If our situation changes, we may need to move from our current position, too.
If so, each academic department has worked out what needs to happen to each teaching session in the event of a change in Tiers.
As and when restrictions are eased, we will then look to restore face-to-face teaching where possible.
Whatever happens, I want to reassure you that throughout this period of uncertainty we will maintain our levels of investment in providing good quality teaching, learning, and academic, careers and pastoral support so you can meet your learning outcomes - whether these are delivered face-to-face or virtually.
We will maintain the value of a York degree so that the knowledge, skills and experience you are working so hard to achieve will continue to be recognised by employers and other educational institutions across the globe.
Now a little bit about the City of York and the importance of this local context
We work very closely with the City Council, its Public Health team and the local NHS. Through this we are well-informed about the Covid situation in the City and work with our partners to keep that situation under constant review.
Any decision to move to different Tiers within the university will be taken with local partners and will take into account the situation of positive cases in the city as a whole and the situation in the University community, including the numbers of you having to self-isolate.
Currently in the City of York, we are seeing an increased number of Covid cases spread within and between households, not just in student areas, but also in those areas and on campus.
So I cannot stress enough the critical importance of following safe behaviours to protect each other. We need as a City to do all that we can to avoid York facing some of the restrictions we now see in other parts of the UK..
And that means that we at the University need to do all that we can to follow the guidance in place to keep numbers of Covid cases down.
If we need locally to move from our current position, that decision will be driven by infection rates.
And this will very much affect you - it could mean a reduction or even suspension of face-to-face teaching, the loss of sporting activities, the loss of the Forest and other venues. This has already happened at other universities.
Together, we need to do all that we can to preserve what we have by keeping ourselves, and those around us, safe.
I know that the vast majority of students are taking this very seriously - I’ve seen this as I’ve walked around teaching rooms, in academic departments, at the Forest.
But there is a small minority of our students that is not. And those who are not following the rules risk a rise in infections and through that risk losing our on-campus teaching, venues and other facilities.
Where this happens - and I have to be upfront and honest about this - we will use our disciplinary process to come down hard on those who aren’t behaving responsibly.

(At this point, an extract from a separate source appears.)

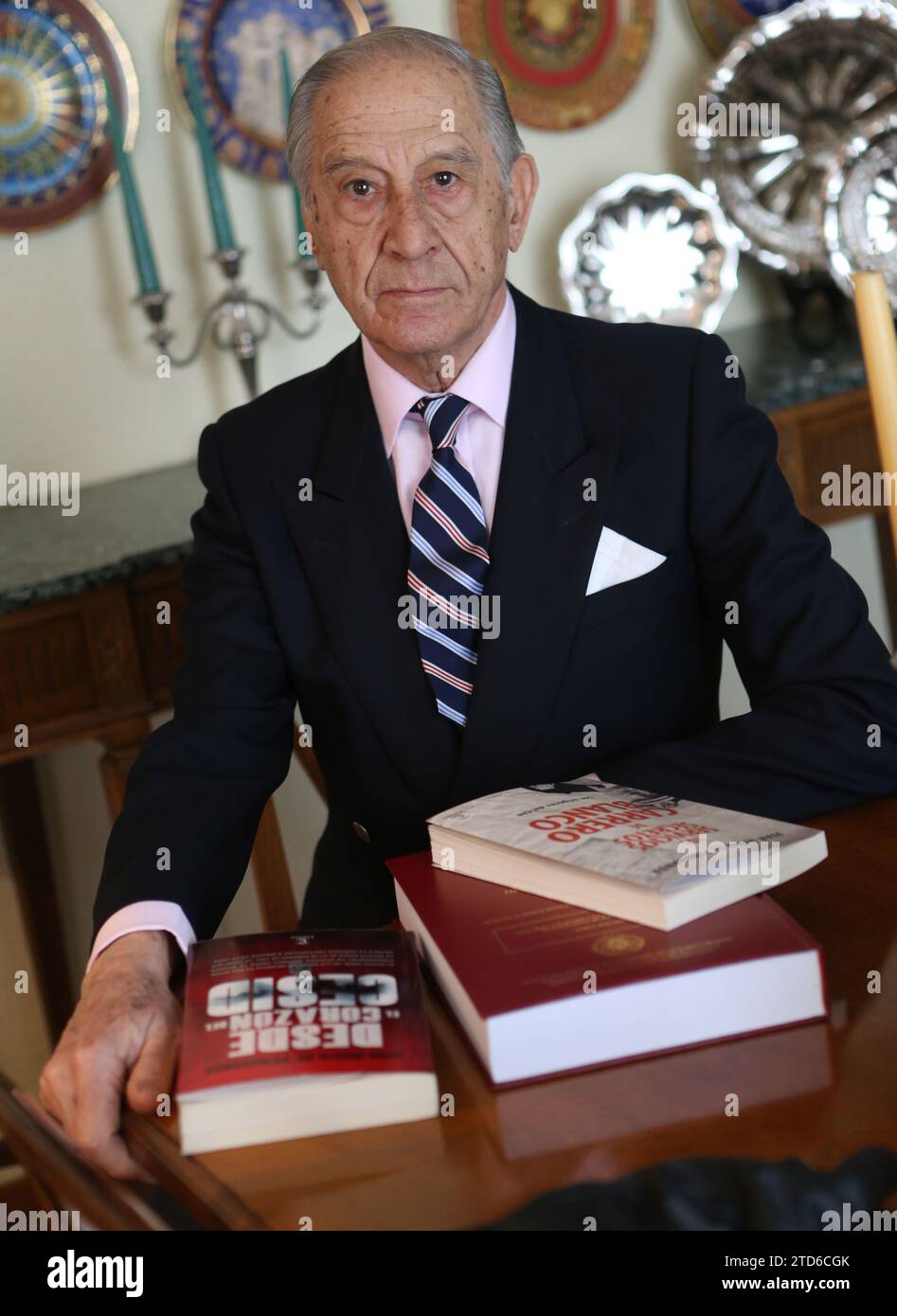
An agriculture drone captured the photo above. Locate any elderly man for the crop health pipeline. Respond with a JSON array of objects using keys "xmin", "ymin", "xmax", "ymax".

And don’t forget that many of the restrictions we now face are set out in law and subject beyond the university to legal measures, including fines.
But I don’t want the focus of my message to be on the small minority breaking the rules, because that’s hugely unfair on the great majority of you who are not.
I do want the focus of my message to be on our responsibilities to one another. By all of us sharing responsibility to follow all of the Covid guidance we limit the risks each of us faces, we support each other.
And as guidance changes we’ll help every one of you to understand any changes we might need to follow.
So let me finish now with a reminder to Stay Smart, Supportive and Safe:
Stay SMART - keep looking at the Covid-19 web pages, and keep reading your emails and following our social media advice - it’s important you are aware of what the latest situation is at all times
Stay SUPPORTIVE - of others including your friends, families, neighbours and teaching staff, we are all in this together and need to help and support one another
And stay SAFE - follow the guidelines and keep on with the basic rules around hand washing, face coverings and social distancing - hands, face, space - and if you have symptoms self-isolate straight away and get a test.